Six months after taking over as BMW of North America's top marketing executive, Dan Creed is searching for a new ad agency.
And TV will get the lion's share of an account estimated by Advertising Age at $160 million.
Creed, 44, moved into the position on Oct. 1, less than two months after the accidental death of his predecessor, Jack Pitney. His first decision -- a week into the job -- was to advertise in the Super Bowl for the first time in 10 years.
In late October, BMW's lead agency, Omnicom Group's GSD&M Idea City, announced unexpectedly that it would end its five-year relationship with BMW on Jan. 1. GSD&M developed the "Joy of Driving" campaign, showing happy BMW owners and their cars.
The campaign was controversial. Internet critics blasted BMW for abandoning its "Ultimate Driving Machine" tag line. BMW says it has not abandoned the slogan.
Last month Creed formally launched the search for a new agency to handle national brand, regional and dealer advertising, and multicultural marketing. The work currently is parceled out to various agencies.
Creed says BMW will spend more on advertising this year than in 2010 but will not return to prerecession levels. He would not give the size of the marketing budget.
He says new advertising will focus on TV and social media, promoting new and redesigned vehicles such as the X3 crossover. Later in the year, BMW will launch campaigns citing innovations and technologies said to set it apart from the competition.
Creed says BMW marketing will be influenced by a motto he used in BMW's aftersales: "Simpler, faster and better."

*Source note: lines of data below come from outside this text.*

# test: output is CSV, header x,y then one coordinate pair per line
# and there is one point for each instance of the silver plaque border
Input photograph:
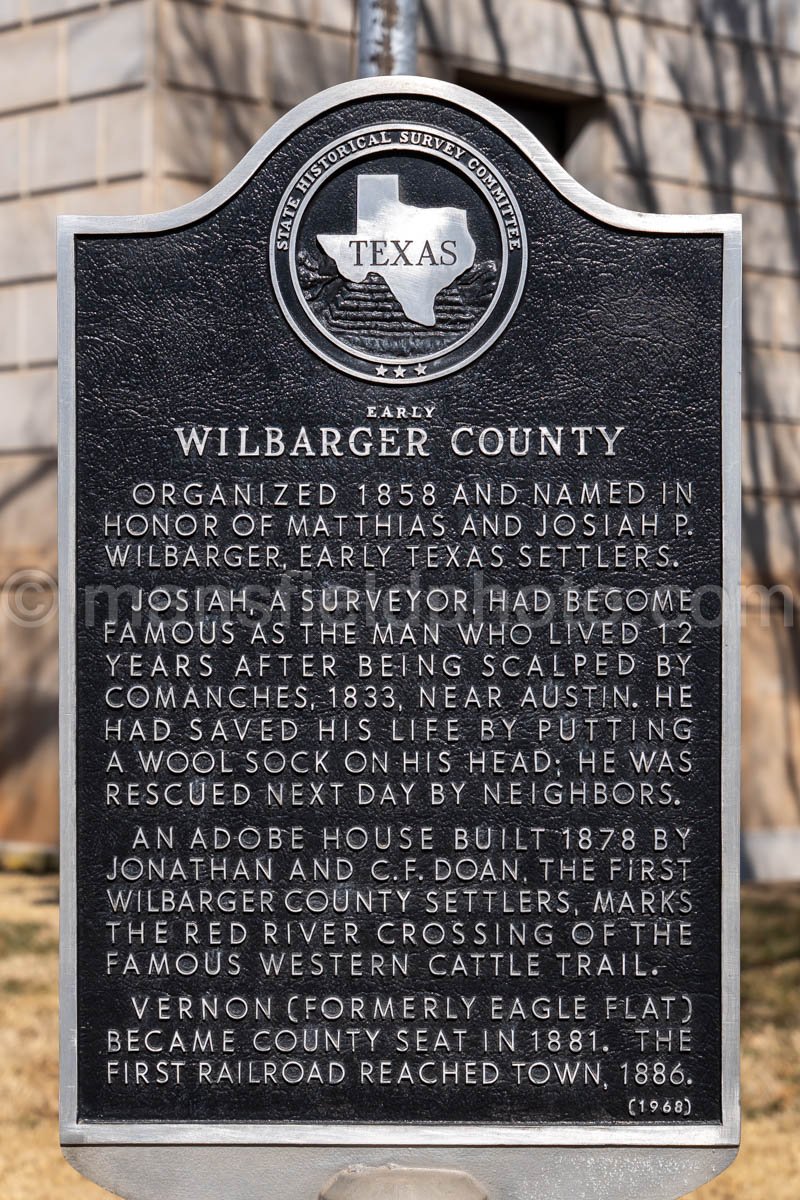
x,y
91,1133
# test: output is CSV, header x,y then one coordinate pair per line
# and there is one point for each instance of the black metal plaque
x,y
400,661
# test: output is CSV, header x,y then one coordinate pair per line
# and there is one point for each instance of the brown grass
x,y
31,1167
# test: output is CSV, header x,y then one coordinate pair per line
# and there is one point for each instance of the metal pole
x,y
388,37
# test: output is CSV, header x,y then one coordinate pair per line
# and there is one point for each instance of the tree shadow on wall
x,y
731,66
251,71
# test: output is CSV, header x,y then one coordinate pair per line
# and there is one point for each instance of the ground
x,y
31,1168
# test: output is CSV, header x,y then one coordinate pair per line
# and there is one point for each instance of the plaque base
x,y
505,1173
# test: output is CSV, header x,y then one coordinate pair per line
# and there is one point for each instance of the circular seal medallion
x,y
398,253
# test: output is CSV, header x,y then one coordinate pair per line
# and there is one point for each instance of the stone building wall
x,y
683,106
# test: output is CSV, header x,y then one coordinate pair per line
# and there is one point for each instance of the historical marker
x,y
400,559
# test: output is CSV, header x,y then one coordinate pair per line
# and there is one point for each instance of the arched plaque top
x,y
411,87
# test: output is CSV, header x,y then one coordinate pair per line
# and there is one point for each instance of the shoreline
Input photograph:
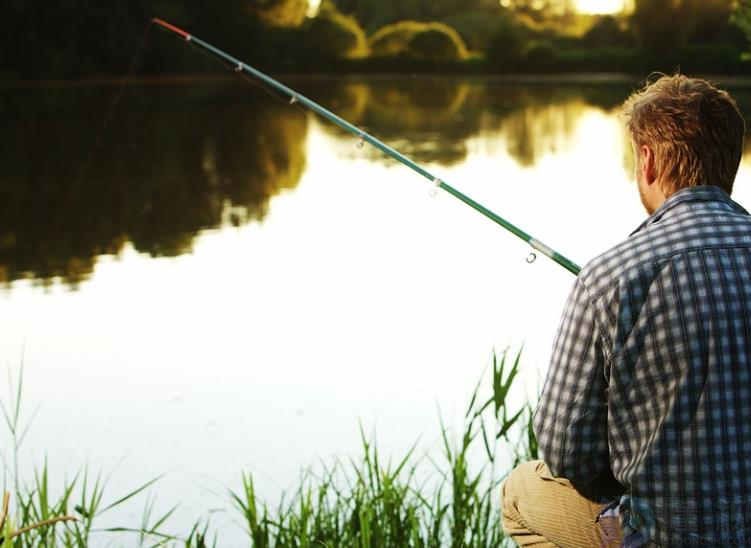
x,y
583,78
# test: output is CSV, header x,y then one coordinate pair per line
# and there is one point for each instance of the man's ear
x,y
647,164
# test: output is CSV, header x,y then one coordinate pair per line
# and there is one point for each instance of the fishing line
x,y
114,102
296,98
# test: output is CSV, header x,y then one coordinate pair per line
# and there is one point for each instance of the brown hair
x,y
694,130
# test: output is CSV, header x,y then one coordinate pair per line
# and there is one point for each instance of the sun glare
x,y
599,6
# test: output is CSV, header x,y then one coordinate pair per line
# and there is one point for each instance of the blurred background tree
x,y
90,39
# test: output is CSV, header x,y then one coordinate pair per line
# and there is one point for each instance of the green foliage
x,y
440,43
506,47
661,25
371,503
374,14
333,34
280,13
413,502
741,18
607,32
478,27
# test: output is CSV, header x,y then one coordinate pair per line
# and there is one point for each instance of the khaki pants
x,y
543,511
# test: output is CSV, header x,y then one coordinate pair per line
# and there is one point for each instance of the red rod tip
x,y
173,28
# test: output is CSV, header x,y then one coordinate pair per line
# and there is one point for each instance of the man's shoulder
x,y
654,245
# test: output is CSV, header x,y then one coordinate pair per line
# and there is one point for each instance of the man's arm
x,y
571,418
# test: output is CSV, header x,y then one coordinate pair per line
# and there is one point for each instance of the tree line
x,y
84,38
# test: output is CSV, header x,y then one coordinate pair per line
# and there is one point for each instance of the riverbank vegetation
x,y
87,39
448,498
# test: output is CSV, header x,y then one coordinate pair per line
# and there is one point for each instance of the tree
x,y
336,35
280,13
742,19
662,24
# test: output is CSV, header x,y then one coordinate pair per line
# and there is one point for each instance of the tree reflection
x,y
82,176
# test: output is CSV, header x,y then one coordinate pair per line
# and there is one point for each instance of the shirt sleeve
x,y
571,418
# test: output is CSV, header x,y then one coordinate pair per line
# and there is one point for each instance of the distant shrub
x,y
540,55
608,32
504,52
430,41
334,34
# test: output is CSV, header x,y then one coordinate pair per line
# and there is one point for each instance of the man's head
x,y
685,132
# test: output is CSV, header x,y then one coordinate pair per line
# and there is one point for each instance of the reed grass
x,y
450,499
367,503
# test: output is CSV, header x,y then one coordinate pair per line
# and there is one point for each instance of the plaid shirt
x,y
650,379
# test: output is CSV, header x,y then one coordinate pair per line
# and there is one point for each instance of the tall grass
x,y
450,499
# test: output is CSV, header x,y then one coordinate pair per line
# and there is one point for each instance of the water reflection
x,y
84,173
164,167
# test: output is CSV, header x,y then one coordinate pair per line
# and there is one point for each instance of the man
x,y
645,417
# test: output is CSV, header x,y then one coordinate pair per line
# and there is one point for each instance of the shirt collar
x,y
705,193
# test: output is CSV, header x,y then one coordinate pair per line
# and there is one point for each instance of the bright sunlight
x,y
600,6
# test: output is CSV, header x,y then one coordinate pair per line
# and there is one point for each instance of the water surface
x,y
201,279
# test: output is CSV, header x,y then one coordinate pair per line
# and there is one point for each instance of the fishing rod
x,y
297,98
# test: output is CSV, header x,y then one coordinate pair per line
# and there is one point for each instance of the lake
x,y
201,279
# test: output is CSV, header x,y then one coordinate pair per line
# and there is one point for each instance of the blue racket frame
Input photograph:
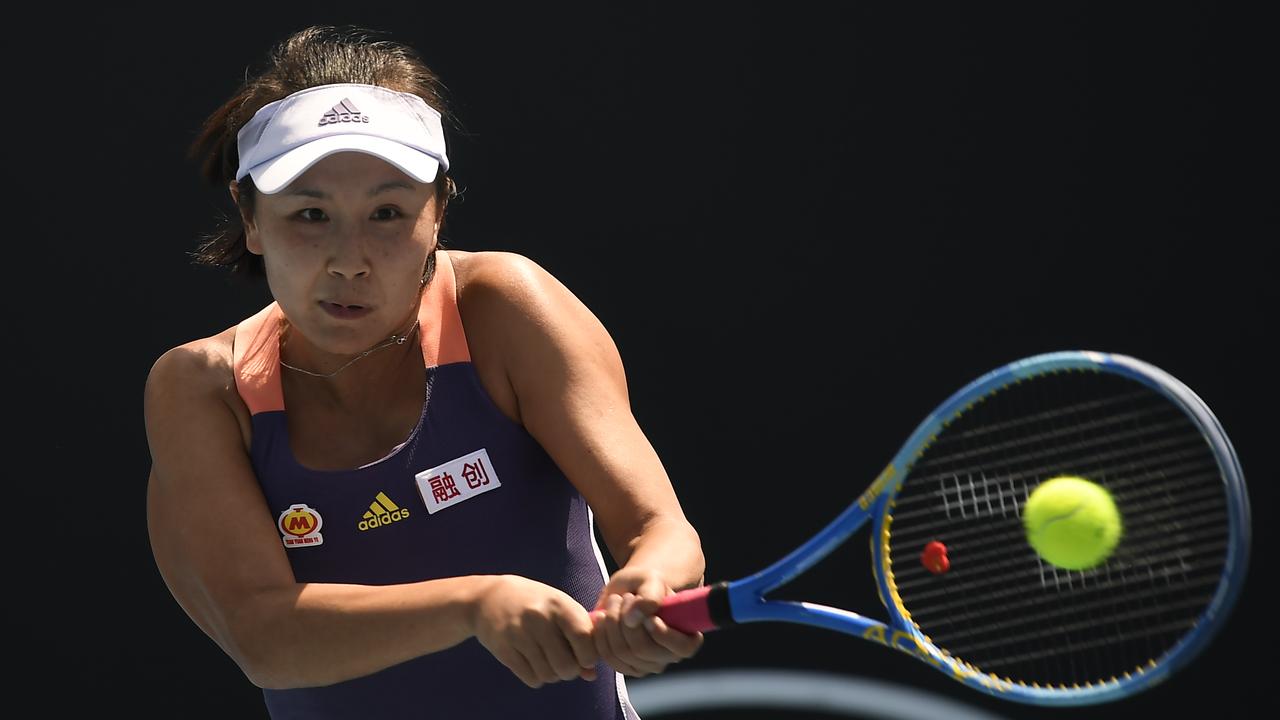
x,y
745,596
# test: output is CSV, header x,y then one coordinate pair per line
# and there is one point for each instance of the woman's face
x,y
344,246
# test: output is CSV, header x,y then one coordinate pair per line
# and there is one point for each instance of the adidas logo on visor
x,y
343,112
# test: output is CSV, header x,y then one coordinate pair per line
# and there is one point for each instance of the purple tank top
x,y
469,492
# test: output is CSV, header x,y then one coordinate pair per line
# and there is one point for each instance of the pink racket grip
x,y
700,609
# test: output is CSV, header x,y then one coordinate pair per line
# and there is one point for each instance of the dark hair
x,y
315,55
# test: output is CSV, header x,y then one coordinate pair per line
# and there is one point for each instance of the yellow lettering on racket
x,y
877,487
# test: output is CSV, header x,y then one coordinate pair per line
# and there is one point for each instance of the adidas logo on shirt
x,y
382,511
343,112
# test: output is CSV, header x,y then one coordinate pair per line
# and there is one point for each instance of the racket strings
x,y
1001,607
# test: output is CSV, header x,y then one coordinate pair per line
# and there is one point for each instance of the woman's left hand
x,y
629,634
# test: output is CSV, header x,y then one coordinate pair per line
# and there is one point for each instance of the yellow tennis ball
x,y
1072,523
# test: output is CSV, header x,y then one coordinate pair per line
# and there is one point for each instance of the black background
x,y
804,226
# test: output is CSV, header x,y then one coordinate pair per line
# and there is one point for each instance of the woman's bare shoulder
x,y
492,269
200,364
192,376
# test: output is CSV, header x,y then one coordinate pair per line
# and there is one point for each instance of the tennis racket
x,y
999,618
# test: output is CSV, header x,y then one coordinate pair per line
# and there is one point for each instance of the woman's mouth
x,y
344,311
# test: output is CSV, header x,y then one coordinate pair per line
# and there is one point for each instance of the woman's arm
x,y
218,548
568,379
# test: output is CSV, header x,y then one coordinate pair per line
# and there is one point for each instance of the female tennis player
x,y
376,493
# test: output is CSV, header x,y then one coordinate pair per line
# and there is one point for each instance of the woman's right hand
x,y
538,632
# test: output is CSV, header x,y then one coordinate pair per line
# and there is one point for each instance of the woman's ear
x,y
252,242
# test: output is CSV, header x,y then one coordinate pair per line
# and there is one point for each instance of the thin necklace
x,y
393,340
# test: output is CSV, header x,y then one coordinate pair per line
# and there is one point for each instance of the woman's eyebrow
x,y
384,187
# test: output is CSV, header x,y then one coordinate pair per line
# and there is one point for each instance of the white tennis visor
x,y
286,137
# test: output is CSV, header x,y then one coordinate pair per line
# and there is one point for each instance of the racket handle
x,y
698,609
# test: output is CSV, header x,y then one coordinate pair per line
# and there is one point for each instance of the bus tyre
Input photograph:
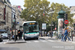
x,y
24,37
37,38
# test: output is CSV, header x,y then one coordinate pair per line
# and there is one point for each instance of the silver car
x,y
4,35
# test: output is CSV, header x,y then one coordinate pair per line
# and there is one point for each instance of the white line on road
x,y
35,41
51,41
43,40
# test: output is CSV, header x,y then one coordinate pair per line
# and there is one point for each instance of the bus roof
x,y
28,21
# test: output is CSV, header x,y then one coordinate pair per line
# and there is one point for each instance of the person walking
x,y
66,35
62,35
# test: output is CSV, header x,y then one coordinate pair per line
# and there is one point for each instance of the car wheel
x,y
24,37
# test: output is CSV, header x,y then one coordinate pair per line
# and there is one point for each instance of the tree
x,y
57,7
34,10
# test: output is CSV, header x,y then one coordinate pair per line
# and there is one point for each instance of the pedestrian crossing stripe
x,y
51,41
43,40
36,41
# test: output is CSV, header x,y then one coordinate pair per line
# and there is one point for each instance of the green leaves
x,y
34,11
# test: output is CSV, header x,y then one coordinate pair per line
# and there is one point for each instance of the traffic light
x,y
74,24
14,17
66,16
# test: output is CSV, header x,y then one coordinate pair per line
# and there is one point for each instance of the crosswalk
x,y
39,41
46,41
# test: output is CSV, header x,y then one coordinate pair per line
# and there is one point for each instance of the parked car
x,y
4,35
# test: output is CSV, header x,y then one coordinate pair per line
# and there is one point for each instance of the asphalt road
x,y
41,44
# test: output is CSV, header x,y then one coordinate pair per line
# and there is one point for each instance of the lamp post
x,y
15,27
51,20
60,23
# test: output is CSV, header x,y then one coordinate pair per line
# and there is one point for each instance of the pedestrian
x,y
62,35
51,34
66,35
19,34
48,34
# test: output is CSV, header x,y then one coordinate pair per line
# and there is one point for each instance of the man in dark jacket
x,y
66,34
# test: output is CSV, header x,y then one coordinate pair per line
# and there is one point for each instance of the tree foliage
x,y
34,11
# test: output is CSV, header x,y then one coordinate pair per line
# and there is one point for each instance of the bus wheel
x,y
24,37
37,38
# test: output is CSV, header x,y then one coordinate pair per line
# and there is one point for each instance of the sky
x,y
66,2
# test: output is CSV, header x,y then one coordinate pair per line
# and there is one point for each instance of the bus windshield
x,y
31,27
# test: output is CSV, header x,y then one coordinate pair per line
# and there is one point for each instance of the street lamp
x,y
15,27
51,20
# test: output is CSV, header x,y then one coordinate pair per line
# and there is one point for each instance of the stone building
x,y
2,12
18,18
5,5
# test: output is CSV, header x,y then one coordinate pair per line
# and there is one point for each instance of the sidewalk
x,y
13,42
54,38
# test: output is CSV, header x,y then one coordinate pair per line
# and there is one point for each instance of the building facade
x,y
6,13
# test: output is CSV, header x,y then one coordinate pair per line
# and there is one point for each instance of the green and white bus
x,y
30,29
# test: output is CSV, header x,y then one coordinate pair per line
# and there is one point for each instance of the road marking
x,y
43,40
35,41
28,41
58,41
51,41
73,42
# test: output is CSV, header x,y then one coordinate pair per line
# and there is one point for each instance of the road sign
x,y
66,21
43,25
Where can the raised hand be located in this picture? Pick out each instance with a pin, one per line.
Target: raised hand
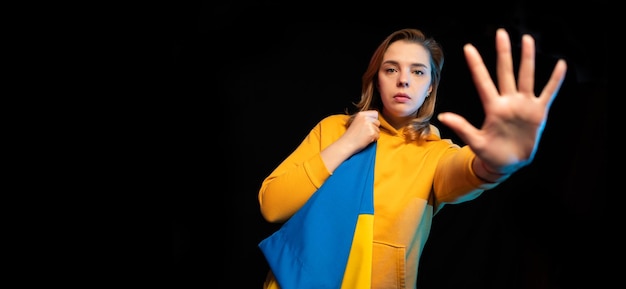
(514, 116)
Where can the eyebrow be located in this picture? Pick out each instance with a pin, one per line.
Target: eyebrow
(412, 65)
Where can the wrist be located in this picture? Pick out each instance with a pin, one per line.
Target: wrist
(487, 174)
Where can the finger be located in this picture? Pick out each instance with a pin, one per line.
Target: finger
(480, 74)
(553, 86)
(370, 113)
(526, 81)
(504, 67)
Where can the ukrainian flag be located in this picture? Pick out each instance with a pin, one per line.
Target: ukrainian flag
(328, 242)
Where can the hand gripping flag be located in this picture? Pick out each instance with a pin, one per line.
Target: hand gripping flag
(328, 242)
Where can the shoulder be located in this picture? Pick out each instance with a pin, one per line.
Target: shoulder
(335, 119)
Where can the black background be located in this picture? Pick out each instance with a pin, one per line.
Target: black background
(248, 81)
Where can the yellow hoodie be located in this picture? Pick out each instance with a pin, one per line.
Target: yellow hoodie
(411, 183)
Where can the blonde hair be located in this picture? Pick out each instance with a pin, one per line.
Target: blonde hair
(420, 126)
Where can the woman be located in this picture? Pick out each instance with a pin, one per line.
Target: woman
(416, 172)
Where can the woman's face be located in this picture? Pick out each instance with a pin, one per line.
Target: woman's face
(404, 80)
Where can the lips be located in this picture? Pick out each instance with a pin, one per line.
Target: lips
(401, 97)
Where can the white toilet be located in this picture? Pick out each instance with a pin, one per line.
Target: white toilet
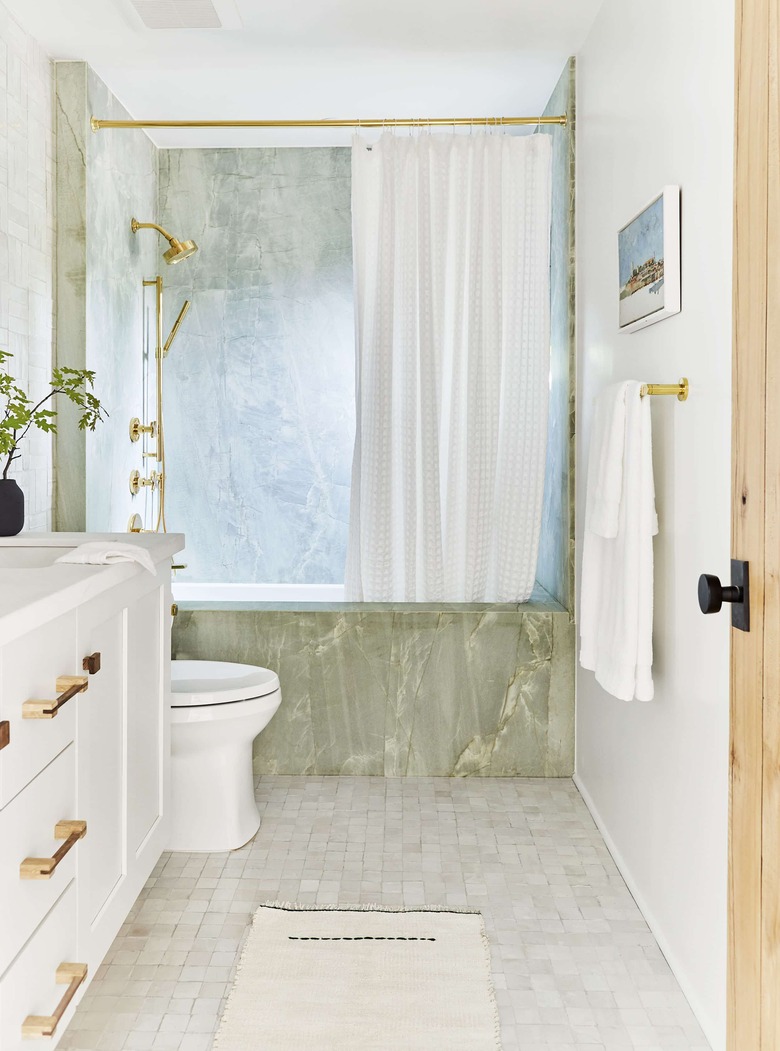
(218, 709)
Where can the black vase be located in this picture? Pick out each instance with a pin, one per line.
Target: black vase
(12, 508)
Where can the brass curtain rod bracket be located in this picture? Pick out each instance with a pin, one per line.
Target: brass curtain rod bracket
(680, 389)
(99, 125)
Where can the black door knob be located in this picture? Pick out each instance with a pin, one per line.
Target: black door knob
(713, 594)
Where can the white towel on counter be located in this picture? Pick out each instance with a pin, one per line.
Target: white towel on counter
(107, 553)
(616, 597)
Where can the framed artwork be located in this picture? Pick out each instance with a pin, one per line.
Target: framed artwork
(649, 263)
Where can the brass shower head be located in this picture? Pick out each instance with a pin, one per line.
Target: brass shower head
(179, 249)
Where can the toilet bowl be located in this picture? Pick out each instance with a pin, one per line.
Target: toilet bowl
(218, 708)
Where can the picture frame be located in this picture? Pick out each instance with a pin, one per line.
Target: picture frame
(649, 263)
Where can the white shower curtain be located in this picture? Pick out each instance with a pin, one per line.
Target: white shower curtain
(452, 302)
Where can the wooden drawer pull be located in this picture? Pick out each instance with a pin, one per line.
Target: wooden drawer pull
(45, 1025)
(41, 868)
(67, 686)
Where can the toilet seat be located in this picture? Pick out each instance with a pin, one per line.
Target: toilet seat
(197, 683)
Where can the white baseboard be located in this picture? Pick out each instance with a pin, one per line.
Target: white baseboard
(712, 1030)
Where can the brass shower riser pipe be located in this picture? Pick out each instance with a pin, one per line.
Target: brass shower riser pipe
(410, 122)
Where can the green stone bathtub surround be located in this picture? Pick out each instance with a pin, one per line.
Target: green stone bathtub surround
(428, 694)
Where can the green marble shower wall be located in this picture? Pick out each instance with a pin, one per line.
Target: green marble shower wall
(437, 694)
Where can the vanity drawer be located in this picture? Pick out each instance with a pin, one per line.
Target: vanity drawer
(27, 830)
(29, 668)
(29, 990)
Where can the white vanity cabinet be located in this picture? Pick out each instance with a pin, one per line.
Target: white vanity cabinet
(84, 745)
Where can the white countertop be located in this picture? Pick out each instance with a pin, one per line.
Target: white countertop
(33, 590)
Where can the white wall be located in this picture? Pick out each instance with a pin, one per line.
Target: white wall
(26, 243)
(655, 101)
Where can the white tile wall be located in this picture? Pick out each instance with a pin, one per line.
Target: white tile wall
(26, 241)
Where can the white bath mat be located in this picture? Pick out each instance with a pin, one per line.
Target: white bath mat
(356, 979)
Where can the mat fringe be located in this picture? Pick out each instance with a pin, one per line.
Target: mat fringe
(299, 907)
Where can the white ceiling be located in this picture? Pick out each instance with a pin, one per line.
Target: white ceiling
(301, 59)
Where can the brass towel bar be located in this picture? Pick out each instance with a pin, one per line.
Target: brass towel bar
(679, 389)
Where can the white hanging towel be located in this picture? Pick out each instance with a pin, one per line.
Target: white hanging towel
(106, 553)
(616, 600)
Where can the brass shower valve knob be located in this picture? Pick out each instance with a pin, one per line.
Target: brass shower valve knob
(137, 429)
(137, 482)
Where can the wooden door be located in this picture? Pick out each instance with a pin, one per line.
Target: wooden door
(754, 892)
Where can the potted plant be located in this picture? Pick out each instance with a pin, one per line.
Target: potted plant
(18, 413)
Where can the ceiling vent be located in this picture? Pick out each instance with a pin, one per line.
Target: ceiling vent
(178, 14)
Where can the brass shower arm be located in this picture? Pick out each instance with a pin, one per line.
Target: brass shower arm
(136, 226)
(179, 249)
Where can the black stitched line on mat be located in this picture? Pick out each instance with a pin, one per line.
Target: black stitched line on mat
(385, 911)
(358, 938)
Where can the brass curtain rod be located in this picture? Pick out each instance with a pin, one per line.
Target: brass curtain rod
(411, 122)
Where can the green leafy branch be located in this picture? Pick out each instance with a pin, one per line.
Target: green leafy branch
(18, 412)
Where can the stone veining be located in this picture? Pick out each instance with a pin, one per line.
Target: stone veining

The two 30-second Super Bowl commercials showed BMW's new approach. One spot emphasized that the redesigned X3 crossover is built in Spartanburg, S.C., for the world and was designed in the United States.
The other commercial contrasted older, soot-spewing diesel vehicles, including a Mercedes-Benz and a Volvo, with BMW's modern 3-series diesel.
Creed, who was born in Canada, grew up in the business. His father was a Chevrolet dealer in Buffalo, N.Y. As a student at the University of Ottawa, he earned spending money buying cars at auction and flipping them to fellow students. After college he sold cars at a Saab, Saturn and Isuzu dealership in Toronto and eventually became general manager.
He joined BMW Canada in 1996 and became marketing manager at age 30. Creed came to the United States in 2003 to run certified used-vehicle sales and later various sales regions and then aftermarket sales.
Under Creed, most of BMW's marketing money is still being spent on TV -- especially live events that viewers aren't likely to record and then skip over the commercials. Along with the Super Bowl, BMW ran commercials during last month's Academy Awards broadcast and plans to advertise heavily during major golf tournaments and Sunday night football this year.
Dealers say Creed told them at the National Automobile Dealers Association convention in February that national TV will eat up 68 percent of the budget and local TV another 8 percent. About 15 percent is being spent on digital marketing, including the Internet and mobile device ads, and 2 percent in movies. The remaining 7 percent goes to print.
Says Creed: "If you want to
get to a large audience with a clear message, TV right now is as good as it gets."